Lessons from Building a Workplace Diversity, Equity and Inclusion Program

The ability to bring diverse perspectives to the workplace is a superpower, alumna Corliss Garner (second from right) advised Chicago high school students at a DePaul-hosted leadership program.

The ability to bring diverse perspectives to the workplace is a superpower, alumna Corliss Garner (second from right) advised Chicago high school students at a DePaul-hosted leadership program. | Photo by Kathy Hillegonds

With our role as a strong corporate citizen, we want to be able to support our partners in doing their best work to the extent that we can.”
– Corliss Garner (BUS ’06)

Seven years ago, Corliss Garner (BUS ’96) returned to DePaul to address a group of high school students from underresourced communities as part of the university’s partnership with the Chicago Housing Authority. A Chicago native, Garner grew up in a West Side neighborhood, and wasn’t exposed to a diverse group of people until she entered high school. When she enrolled in DePaul to study finance, her exposure to diversity expanded.

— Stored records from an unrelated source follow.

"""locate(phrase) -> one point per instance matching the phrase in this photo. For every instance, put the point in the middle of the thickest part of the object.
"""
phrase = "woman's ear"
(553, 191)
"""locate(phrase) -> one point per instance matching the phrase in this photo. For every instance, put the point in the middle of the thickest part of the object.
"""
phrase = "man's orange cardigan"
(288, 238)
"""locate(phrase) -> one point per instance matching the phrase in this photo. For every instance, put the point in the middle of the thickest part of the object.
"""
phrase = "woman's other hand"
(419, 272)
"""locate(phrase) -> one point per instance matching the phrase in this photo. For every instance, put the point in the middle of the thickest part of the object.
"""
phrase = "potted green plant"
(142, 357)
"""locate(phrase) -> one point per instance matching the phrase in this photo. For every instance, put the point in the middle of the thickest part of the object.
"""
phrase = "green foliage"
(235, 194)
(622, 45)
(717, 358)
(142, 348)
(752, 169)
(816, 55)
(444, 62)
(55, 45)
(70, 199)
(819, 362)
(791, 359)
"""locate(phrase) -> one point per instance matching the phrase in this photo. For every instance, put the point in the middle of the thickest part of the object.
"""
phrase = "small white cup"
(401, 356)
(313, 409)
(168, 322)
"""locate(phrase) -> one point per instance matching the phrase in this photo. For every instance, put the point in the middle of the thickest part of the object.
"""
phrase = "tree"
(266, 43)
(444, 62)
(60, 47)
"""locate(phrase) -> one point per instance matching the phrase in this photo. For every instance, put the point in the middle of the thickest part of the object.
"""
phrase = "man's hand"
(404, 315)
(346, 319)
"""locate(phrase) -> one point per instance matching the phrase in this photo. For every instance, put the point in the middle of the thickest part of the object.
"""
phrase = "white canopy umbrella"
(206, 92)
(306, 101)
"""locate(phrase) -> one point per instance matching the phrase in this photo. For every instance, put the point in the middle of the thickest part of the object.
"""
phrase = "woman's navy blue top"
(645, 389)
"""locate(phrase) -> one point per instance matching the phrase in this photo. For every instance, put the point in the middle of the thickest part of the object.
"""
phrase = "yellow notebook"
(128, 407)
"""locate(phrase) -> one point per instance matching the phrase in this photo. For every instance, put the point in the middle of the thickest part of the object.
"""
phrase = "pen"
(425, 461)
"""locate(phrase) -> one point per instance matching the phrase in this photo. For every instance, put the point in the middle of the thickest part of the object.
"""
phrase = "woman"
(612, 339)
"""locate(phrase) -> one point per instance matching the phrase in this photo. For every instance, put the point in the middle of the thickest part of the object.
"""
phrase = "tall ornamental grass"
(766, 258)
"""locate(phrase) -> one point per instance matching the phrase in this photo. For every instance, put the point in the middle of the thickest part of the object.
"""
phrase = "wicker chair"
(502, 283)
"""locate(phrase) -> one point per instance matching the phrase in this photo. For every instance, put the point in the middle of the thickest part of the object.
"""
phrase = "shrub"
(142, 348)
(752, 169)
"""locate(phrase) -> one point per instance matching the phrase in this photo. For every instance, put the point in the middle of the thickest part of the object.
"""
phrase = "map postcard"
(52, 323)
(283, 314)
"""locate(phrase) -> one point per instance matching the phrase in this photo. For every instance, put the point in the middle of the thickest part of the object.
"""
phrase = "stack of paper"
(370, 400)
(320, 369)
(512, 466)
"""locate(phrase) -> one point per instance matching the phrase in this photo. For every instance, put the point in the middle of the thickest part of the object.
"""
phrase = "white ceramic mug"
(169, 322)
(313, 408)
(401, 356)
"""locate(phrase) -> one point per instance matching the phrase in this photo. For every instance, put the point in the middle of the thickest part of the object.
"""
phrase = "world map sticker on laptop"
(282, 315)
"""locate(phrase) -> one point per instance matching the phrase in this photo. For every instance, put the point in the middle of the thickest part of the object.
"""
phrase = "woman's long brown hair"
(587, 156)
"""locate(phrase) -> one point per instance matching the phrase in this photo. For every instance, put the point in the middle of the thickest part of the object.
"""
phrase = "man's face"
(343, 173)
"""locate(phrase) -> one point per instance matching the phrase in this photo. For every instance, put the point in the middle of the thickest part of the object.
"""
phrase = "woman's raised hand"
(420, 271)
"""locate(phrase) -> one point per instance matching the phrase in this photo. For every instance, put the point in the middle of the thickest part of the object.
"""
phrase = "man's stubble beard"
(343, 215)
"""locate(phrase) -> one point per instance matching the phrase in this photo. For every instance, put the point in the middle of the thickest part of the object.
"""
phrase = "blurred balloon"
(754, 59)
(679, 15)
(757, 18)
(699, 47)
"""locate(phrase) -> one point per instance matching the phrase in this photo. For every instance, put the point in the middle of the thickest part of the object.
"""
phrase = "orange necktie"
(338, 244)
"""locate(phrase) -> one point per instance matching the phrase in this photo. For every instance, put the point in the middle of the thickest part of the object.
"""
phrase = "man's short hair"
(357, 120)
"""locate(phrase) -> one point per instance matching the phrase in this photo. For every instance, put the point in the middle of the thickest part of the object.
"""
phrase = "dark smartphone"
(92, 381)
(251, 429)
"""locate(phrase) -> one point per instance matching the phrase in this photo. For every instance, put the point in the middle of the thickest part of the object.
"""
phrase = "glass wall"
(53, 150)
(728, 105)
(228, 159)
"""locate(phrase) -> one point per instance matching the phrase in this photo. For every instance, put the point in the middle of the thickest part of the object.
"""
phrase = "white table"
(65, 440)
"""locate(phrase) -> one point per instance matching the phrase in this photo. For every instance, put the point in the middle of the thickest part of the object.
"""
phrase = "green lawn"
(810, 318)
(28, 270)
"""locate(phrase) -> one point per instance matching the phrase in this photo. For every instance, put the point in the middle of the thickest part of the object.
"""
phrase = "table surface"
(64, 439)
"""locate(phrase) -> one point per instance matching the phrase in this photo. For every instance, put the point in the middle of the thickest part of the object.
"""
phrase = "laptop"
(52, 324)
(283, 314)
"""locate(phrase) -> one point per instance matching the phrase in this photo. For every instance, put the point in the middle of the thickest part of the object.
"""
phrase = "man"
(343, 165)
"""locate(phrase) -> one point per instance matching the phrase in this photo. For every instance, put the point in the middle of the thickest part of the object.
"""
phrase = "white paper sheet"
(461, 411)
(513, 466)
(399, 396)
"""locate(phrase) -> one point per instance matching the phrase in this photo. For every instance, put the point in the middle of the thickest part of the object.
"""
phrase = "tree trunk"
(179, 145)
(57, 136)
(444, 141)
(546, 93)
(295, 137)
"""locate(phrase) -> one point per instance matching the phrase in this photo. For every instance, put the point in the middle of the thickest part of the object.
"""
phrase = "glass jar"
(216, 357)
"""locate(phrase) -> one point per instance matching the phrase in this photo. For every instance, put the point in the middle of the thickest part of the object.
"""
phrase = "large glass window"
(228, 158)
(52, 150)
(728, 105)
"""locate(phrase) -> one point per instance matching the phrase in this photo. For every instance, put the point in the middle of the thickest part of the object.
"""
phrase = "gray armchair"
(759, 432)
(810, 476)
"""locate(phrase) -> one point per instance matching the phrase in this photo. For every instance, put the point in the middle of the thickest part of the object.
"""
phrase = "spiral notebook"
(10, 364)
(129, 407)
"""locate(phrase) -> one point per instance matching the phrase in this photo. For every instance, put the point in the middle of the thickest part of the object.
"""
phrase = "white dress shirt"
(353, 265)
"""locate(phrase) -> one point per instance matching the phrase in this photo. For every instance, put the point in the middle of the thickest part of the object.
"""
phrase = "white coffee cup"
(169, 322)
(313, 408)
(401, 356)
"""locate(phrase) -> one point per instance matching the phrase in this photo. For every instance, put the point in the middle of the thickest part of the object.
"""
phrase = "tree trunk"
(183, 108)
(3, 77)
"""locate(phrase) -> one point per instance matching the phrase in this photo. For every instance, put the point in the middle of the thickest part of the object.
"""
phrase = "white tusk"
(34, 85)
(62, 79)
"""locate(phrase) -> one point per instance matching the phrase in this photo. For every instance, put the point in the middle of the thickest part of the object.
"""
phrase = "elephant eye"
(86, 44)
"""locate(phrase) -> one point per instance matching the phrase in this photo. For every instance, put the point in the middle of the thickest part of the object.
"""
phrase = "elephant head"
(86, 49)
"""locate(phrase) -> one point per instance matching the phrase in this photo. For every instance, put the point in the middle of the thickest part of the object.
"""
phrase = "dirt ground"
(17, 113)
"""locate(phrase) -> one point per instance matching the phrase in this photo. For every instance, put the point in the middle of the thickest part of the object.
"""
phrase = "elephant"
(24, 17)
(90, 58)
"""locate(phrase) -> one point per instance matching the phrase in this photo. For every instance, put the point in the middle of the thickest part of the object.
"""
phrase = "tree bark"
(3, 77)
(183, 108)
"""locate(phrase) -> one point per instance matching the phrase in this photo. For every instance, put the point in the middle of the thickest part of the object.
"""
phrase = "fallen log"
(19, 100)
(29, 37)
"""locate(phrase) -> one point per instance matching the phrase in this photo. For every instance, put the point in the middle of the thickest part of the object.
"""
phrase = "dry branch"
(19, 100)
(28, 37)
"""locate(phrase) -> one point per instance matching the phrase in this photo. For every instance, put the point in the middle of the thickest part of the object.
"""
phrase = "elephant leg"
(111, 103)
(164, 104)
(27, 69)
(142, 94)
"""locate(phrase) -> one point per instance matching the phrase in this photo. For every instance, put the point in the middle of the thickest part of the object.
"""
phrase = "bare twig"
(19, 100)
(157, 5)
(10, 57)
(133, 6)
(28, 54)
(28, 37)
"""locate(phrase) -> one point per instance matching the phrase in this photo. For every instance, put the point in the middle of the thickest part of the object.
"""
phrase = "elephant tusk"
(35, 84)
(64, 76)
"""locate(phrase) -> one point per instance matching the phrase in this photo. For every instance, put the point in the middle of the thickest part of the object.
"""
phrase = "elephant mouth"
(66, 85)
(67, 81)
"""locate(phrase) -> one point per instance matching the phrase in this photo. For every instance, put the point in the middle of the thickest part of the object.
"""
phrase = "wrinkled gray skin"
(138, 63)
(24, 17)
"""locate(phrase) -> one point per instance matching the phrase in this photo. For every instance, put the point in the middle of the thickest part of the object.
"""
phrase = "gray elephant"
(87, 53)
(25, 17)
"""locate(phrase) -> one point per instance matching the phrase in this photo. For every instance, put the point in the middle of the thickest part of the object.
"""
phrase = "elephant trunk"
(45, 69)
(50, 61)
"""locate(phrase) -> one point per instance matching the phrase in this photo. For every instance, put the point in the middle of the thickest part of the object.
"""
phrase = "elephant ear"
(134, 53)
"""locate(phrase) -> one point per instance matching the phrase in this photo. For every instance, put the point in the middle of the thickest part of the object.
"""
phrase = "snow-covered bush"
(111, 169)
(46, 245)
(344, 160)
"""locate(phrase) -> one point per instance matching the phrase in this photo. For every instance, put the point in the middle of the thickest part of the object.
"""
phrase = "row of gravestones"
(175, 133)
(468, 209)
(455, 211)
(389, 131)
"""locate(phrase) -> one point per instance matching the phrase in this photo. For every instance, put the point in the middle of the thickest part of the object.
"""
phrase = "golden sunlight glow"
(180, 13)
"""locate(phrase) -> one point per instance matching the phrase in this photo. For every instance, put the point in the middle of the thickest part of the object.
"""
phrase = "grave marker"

As she spoke to the students, she encouraged them to think of their backgrounds as superpowers in their careers. She told them, “Your background and life experiences have taught you resilience and problem-solving skills. These are critical areas that will help you stand out and excel in any career path you choose.”

Now, Garner is in a new role that supports the advancement of employees with diverse backgrounds. After more than 20 years at BMO Harris Bank, Garner recently began working as the senior vice president and head of corporate social responsibility and diversity, equity and inclusion (DEI) at First Midwest Bank, the first position of its kind at the company. For the past year, Garner has channeled her professional, personal and civic experiences into building and executing a DEI strategy. She also oversees the bank’s philanthropic and community initiatives.

Garner’s community work inspired her passion for promoting diversity, equity and inclusion.

Garner’s community work inspired her passion for promoting diversity, equity and inclusion. | Photo by Kathy Hillegonds

“My work is designed to strategically connect our role as a corporate citizen to support our employees, our clients and the communities we serve,” she says. “As First Midwest continues to grow and expand its footprint, the opportunity to strategically align this important work to our business objectives is a high priority for our company.”

First Midwest Bank recently made a $500,000 gift to DePaul’s John L. Keeley Jr. Center for Financial Services. Over the next five years, this gift will be used to diversify the Keeley Center’s student cohorts through outreach, targeted programming, scholarship support and internship placements at the bank.

“With our role as a strong corporate citizen, we want to be able to support our partners in doing their best work to the extent that we can,” Garner says. “Leading this partnership with the Keeley Center is a full-circle moment for me. It is an honor to work for a company that understands the value of providing more access to opportunity for diverse students.”

Corliss Garner (BUS ’06)

Leadership commitment and employee engagement are essential for DEI efforts to succeed, Garner says.

An active member of Chicago’s civic community, Garner has served on the advisory board of DePaul’s Coleman Entrepreneurship Center and is now a life director of the African American Legacy, an initiative that aims to improve the quality of life of African Americans in Chicago. Garner’s involvement in the community helped crystallize her passion for DEI work.

Not long after Garner started her new position at First Midwest Bank, social justice and racial issues began rattling communities throughout the United States. In the summer of 2020, thousands of people protested the death of George Floyd, who died at the hands of a Minneapolis police officer.

“The events of the summer certainly added a layer to my work. In many cases, those moments created the momentum needed to accelerate powerful and courageous conversations on race in America,” Garner says. “Even amidst all of the uncertainty and despair we experienced in 2020, I remain encouraged and hopeful, and look forward to progress.”

Below, Garner offers tips for building an effective DEI strategy:

  1. Start from the top. Commitment from the CEO and executive leadership team is key. Leaders set the tone, influence the organizational culture and provide the resources necessary to advance the strategy. Sometimes DEI efforts can get overshadowed by other business imperatives. It is important to recognize the DEI strategy as a priority and provide adequate funding.
  2. Empower champions. Choose individuals who can carry the DEI message throughout the organization. While senior leader messaging is critical, employee engagement is just as important. Employees embody the culture of an organization and can help provide valuable feedback and champion DEI more broadly.
  3. Overcommunicate. Everyone at the company has a role in driving the DEI agenda. Clearly communicate the goals and objectives of your program and tell people how they can get involved. It is crucial that employees have a stake in the success of the strategy and understand that everyone has a role to play.
  4. Keep up the momentum. Make sure you have a plan in place to advance your strategy and remember to communicate progress and wins. It’s the small steps and the work behind the scenes that keep the momentum going. Communicate broadly with your organization to help leaders and employees understand there is real work happening behind your public statements.